It will be nice if we could low the sample rate to increase delay time, is it possible ?
It’s not been a high priority but it’s definitely possible to implement this. The codec is called WM8731 and supports sampling rates from 8 kHz to 96 kHz.
I’ve created an issue: Support variable sample rates · Issue #24 · pingdynasty/OwlWare · GitHub
Meanwhile you could try down/up-sampling inside the patch. I don’t know gen~ but maybe you can write every other sample into the buffer, then when reading use interpolation to fill in the gaps?
As a musician I am interested to have longer delays possible and downsampling will be a good choice, lofi is always a good friend
I’m a Max/Msp advanced user but I’m yet not so expert in gen~, I’ll try something and let you know.
Anyway, is there a way to upgrade the Owl Pedal ram to a greater one ?
Thanks.
Hey Perk,
I’m not sure what you mean by longer delays possible but destructive (aliasing) downsampling is not very difficult. I think Max has [downsamp~] and gen has an example in Max7 (search for bitrcrush in max file browser) which is a simple bitcrusher. Basically it all works based on a sample and hold unit that is triggered at the rate you want to downsample to, effectively holding and overwriting samples in your buffer for the duration between triggers.

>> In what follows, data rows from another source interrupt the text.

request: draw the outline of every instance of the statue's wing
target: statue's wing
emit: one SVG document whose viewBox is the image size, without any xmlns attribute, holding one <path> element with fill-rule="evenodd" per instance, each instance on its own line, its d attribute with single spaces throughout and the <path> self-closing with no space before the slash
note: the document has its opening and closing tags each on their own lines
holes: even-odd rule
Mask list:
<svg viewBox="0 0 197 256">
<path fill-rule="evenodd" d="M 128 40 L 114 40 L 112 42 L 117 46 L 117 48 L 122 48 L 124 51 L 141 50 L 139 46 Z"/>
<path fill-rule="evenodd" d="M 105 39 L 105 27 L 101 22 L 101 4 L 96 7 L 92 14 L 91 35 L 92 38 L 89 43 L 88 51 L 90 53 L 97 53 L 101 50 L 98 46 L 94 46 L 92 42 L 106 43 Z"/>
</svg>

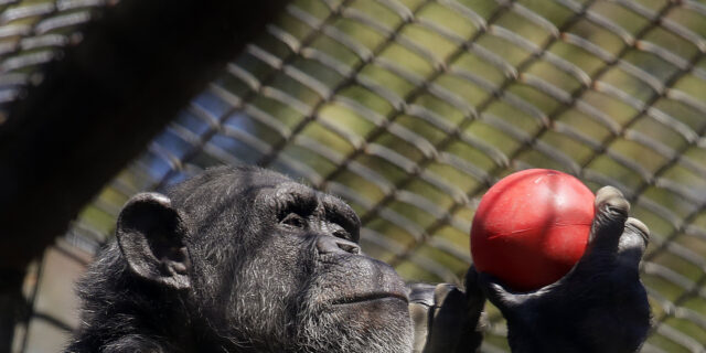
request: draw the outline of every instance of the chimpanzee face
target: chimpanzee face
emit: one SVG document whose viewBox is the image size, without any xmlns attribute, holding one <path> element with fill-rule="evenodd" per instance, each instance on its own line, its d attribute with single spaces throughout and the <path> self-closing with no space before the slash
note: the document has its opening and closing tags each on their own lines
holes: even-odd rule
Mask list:
<svg viewBox="0 0 706 353">
<path fill-rule="evenodd" d="M 411 350 L 405 285 L 361 252 L 353 210 L 278 173 L 215 169 L 138 195 L 117 237 L 221 351 Z"/>
</svg>

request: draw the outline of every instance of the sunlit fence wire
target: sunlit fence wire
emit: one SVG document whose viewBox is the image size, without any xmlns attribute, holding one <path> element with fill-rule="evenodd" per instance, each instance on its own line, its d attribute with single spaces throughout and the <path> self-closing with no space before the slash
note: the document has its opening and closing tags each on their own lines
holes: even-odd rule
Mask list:
<svg viewBox="0 0 706 353">
<path fill-rule="evenodd" d="M 350 202 L 405 278 L 458 282 L 485 190 L 552 168 L 619 188 L 652 229 L 643 351 L 705 352 L 705 53 L 689 0 L 297 0 L 66 240 L 94 252 L 133 193 L 259 164 Z M 507 351 L 489 321 L 484 351 Z"/>
</svg>

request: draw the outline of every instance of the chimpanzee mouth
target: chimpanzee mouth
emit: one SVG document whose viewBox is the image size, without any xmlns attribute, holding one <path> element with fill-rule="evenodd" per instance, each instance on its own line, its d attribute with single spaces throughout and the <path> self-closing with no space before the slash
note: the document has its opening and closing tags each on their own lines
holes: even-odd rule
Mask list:
<svg viewBox="0 0 706 353">
<path fill-rule="evenodd" d="M 354 296 L 354 297 L 335 299 L 331 303 L 334 306 L 342 306 L 342 304 L 354 304 L 354 303 L 383 300 L 383 299 L 402 300 L 405 303 L 409 302 L 409 300 L 407 299 L 407 296 L 404 296 L 404 295 L 394 293 L 394 292 L 374 292 L 374 293 L 364 293 L 364 295 Z"/>
</svg>

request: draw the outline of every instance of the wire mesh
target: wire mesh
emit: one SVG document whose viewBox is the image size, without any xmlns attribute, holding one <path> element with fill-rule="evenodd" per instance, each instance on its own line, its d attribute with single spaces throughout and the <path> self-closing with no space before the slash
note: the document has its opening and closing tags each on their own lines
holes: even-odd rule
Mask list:
<svg viewBox="0 0 706 353">
<path fill-rule="evenodd" d="M 552 168 L 619 188 L 650 226 L 643 351 L 705 352 L 704 53 L 691 0 L 296 0 L 66 239 L 94 252 L 133 193 L 259 164 L 349 201 L 405 278 L 458 282 L 485 190 Z M 488 312 L 483 350 L 509 351 Z"/>
<path fill-rule="evenodd" d="M 96 18 L 109 0 L 0 0 L 0 106 L 17 100 L 42 82 L 42 65 L 76 44 L 78 29 Z M 0 124 L 7 111 L 0 111 Z"/>
</svg>

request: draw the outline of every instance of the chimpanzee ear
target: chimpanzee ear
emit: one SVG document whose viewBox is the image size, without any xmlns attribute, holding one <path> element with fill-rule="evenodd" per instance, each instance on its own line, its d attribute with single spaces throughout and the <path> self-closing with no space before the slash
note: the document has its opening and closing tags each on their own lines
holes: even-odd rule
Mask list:
<svg viewBox="0 0 706 353">
<path fill-rule="evenodd" d="M 130 269 L 138 276 L 174 289 L 191 286 L 186 224 L 169 197 L 140 193 L 118 216 L 116 237 Z"/>
</svg>

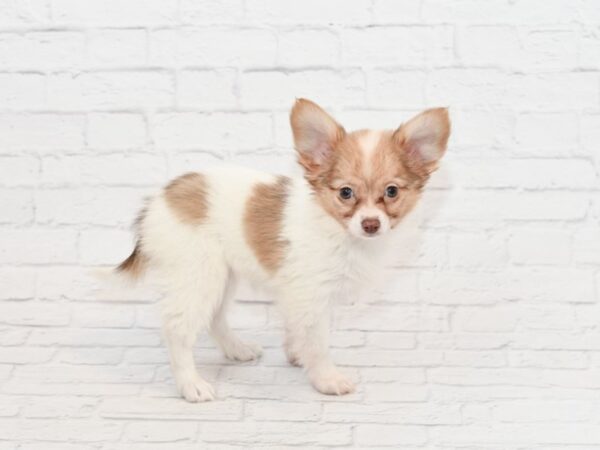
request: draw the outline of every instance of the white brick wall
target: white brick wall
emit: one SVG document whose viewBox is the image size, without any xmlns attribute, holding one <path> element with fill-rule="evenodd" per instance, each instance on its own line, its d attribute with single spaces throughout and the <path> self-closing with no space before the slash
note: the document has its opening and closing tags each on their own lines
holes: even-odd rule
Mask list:
<svg viewBox="0 0 600 450">
<path fill-rule="evenodd" d="M 222 161 L 295 171 L 287 111 L 449 105 L 443 169 L 385 288 L 336 309 L 360 380 L 313 392 L 270 304 L 257 364 L 175 398 L 156 294 L 87 276 L 140 201 Z M 0 0 L 0 449 L 600 449 L 600 2 Z"/>
</svg>

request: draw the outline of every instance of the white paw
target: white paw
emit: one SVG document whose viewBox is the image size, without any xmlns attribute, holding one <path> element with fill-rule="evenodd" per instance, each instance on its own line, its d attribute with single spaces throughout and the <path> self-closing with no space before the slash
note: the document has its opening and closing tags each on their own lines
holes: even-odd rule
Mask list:
<svg viewBox="0 0 600 450">
<path fill-rule="evenodd" d="M 288 362 L 292 366 L 302 367 L 302 363 L 300 362 L 300 357 L 291 351 L 288 347 L 285 347 L 285 356 L 287 357 Z"/>
<path fill-rule="evenodd" d="M 309 375 L 314 388 L 322 394 L 345 395 L 354 392 L 356 385 L 335 368 Z"/>
<path fill-rule="evenodd" d="M 242 341 L 233 343 L 223 349 L 225 356 L 234 361 L 253 361 L 262 355 L 262 348 L 258 344 L 245 344 Z"/>
<path fill-rule="evenodd" d="M 210 383 L 204 381 L 199 375 L 177 383 L 179 393 L 188 402 L 209 402 L 215 399 L 215 390 Z"/>
</svg>

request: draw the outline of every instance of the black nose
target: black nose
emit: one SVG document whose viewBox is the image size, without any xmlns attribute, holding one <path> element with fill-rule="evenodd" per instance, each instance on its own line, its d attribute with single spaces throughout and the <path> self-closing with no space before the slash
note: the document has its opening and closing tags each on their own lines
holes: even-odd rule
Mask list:
<svg viewBox="0 0 600 450">
<path fill-rule="evenodd" d="M 381 222 L 379 222 L 379 219 L 376 217 L 368 217 L 363 219 L 360 224 L 362 225 L 363 230 L 365 230 L 365 233 L 368 234 L 377 233 L 377 230 L 379 230 L 379 227 L 381 226 Z"/>
</svg>

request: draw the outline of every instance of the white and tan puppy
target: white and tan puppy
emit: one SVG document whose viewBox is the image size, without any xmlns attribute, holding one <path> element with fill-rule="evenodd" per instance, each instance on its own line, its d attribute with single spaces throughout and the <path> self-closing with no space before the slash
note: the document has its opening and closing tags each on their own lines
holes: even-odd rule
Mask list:
<svg viewBox="0 0 600 450">
<path fill-rule="evenodd" d="M 153 267 L 164 276 L 164 335 L 188 401 L 214 398 L 194 364 L 198 332 L 207 330 L 228 358 L 261 354 L 227 324 L 240 277 L 274 292 L 288 359 L 318 391 L 354 390 L 329 356 L 329 305 L 379 269 L 382 236 L 417 202 L 450 133 L 443 108 L 396 130 L 350 133 L 303 99 L 291 125 L 304 178 L 239 168 L 183 175 L 142 211 L 137 245 L 117 269 L 138 277 Z"/>
</svg>

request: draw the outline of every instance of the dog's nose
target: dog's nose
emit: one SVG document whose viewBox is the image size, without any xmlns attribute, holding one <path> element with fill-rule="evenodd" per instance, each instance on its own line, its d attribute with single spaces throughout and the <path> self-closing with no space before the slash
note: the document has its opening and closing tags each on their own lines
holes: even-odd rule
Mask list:
<svg viewBox="0 0 600 450">
<path fill-rule="evenodd" d="M 363 230 L 365 230 L 365 233 L 367 234 L 377 233 L 377 230 L 379 230 L 379 227 L 381 226 L 381 222 L 379 222 L 379 219 L 377 217 L 368 217 L 366 219 L 363 219 L 363 221 L 360 224 L 362 225 Z"/>
</svg>

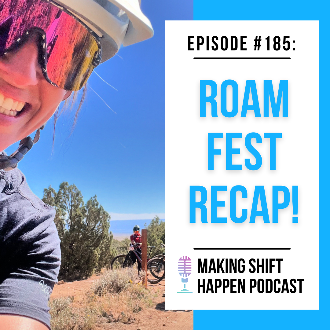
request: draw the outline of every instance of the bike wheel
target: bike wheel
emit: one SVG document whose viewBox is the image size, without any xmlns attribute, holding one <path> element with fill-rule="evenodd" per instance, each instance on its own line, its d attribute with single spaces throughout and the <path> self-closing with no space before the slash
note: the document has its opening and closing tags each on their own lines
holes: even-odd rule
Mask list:
<svg viewBox="0 0 330 330">
<path fill-rule="evenodd" d="M 120 268 L 133 267 L 133 263 L 129 257 L 126 254 L 120 254 L 115 257 L 110 264 L 111 270 Z"/>
<path fill-rule="evenodd" d="M 147 264 L 147 269 L 151 276 L 148 278 L 150 283 L 158 283 L 165 277 L 165 261 L 161 258 L 153 258 Z"/>
<path fill-rule="evenodd" d="M 156 255 L 154 256 L 152 258 L 153 259 L 154 258 L 162 258 L 163 255 L 163 254 L 157 254 Z"/>
</svg>

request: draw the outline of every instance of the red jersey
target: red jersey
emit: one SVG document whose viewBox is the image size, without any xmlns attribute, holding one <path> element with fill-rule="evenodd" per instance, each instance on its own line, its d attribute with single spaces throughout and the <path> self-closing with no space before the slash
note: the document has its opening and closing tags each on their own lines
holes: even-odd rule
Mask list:
<svg viewBox="0 0 330 330">
<path fill-rule="evenodd" d="M 134 241 L 136 243 L 142 243 L 142 240 L 141 238 L 141 234 L 139 233 L 138 234 L 133 234 L 131 235 L 131 241 Z"/>
</svg>

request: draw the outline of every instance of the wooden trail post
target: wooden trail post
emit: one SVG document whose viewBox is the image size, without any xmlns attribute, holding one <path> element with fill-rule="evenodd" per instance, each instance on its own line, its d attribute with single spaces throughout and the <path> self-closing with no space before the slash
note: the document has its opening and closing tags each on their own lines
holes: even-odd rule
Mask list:
<svg viewBox="0 0 330 330">
<path fill-rule="evenodd" d="M 141 248 L 142 259 L 142 270 L 146 272 L 146 277 L 142 280 L 142 284 L 145 285 L 146 288 L 147 288 L 147 283 L 148 282 L 148 278 L 147 276 L 147 255 L 148 253 L 148 248 L 147 248 L 147 229 L 143 229 L 142 230 L 142 233 L 141 234 L 142 236 L 142 245 Z"/>
</svg>

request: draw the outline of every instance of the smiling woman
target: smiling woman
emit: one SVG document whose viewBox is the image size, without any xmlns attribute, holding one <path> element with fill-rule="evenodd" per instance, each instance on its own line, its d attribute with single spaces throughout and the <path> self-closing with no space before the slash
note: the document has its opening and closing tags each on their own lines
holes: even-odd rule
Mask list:
<svg viewBox="0 0 330 330">
<path fill-rule="evenodd" d="M 94 67 L 153 34 L 139 0 L 0 0 L 0 330 L 50 328 L 60 265 L 55 210 L 18 162 Z"/>
</svg>

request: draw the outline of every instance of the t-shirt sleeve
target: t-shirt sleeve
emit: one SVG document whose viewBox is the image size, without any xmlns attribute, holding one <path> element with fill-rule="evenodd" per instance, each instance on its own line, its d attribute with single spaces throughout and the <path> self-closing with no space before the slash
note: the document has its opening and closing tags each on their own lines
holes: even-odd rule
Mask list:
<svg viewBox="0 0 330 330">
<path fill-rule="evenodd" d="M 30 317 L 50 329 L 48 302 L 57 281 L 61 253 L 55 223 L 48 224 L 10 260 L 2 274 L 0 313 Z"/>
</svg>

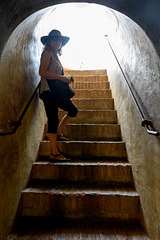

If you want downsampling without aliasing you’re facing some more difficult implementations: you will want to further bandlimit your discrete input (anti-aliasing filter before downsampling e.g. lowpass) before downsampling to avoid reflecting higher frequency content of your input back into audible range when downsampling causing aliasing distortion.
HTH.
Cheers,
Ben
Thanks for the reply, Ben.
Actually I would like to reduce the sample speed, not the bit resolution, to achieve more delay time as we use to do in older samplers as Roland S.550. For example, if we have 125000 samples of delay time @48000 Khz shall be cool if we could set S/R to @24000 Khz to achieve 250000 samples. The aliasing will not be a big deal to fix in some way.
Sorry for my bad english
Cheers
Sure, i think we mean the same thing by downsampling… I was not referring to lowering bit depth resolution but rather changing the sample rate of an already sampled signal. So drop the SR from 44.1kHz to 11025Hz or for example. In old samplers the codec often didnt support high SRs like ADCs do today. So yeah, if you can deal with aliasing in a patch, then your good.